John Hopkins Data Science Capstone (Word Prediction)

Hafidz Zulkifli
Sat Jan 23 02:50:30 2016

Introduction

This presentation has been created as part of the Capstone Assignment for John Hopkins University Data Science Specialization.
The task given was to develop an app that could predict the next probable word that might be typed given a set of sentence.
This is similar to the word prediction features available in most keyboard apps like SwiftKey.

The app is available at: https://ikanez.shinyapps.io/word_predictor

The App

Word Predictor

The 'Word Predictor' shiny app is an app that can predict the next word that a user would type with reasonable accuracy.

It has been developed using 3 sets of text; ranging from news headlines, blogs and tweets in English.

The screenshot on the left shows how it will look like on a mobile device.

A user can just type in a sentence the input box, and the next predicted word of his/her sentence will appear in the grey box below.

The Algorithm

The app uses a simple “stupid-backoff”-like algorithm based on n-grams.

For example, in algorithm where 3-grams and 2-grams are used - what this means is the algorithm will first look at the most frequent 3-gram that matches the last 2 words that have been typed.

If this fails, then it looks under the 2-gram list based on the last 1 word.

If this also fail to return any result, then it will suggest the most frequent 1-gram word used based on the provided corpus.

Challenges

Let's take the word “it must be” from slide #3 earlier.

Since the app uses at most a 3-gram, it will take the last 2 words of the sentence and find the 3 gram that has the highest frequency

In our case, the word “must be a” is the most likely.

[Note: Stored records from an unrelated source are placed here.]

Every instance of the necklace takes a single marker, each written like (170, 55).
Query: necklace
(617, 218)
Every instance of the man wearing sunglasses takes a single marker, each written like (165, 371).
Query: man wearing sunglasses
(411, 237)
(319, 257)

Thus “a” was chosen as the next word predicted.

As you can see, the ability to predict relies much on whether we have previous seen the sentence before or not. With the absence of sentence to learn from, it simply can't predict accurately.

A lot of text is needed then. However, we also need to consider the how much data can be handled by our hardware.

The approach taken in this app is to use sampled data and removing infrequent words. This has significantly removed much of processing complexities.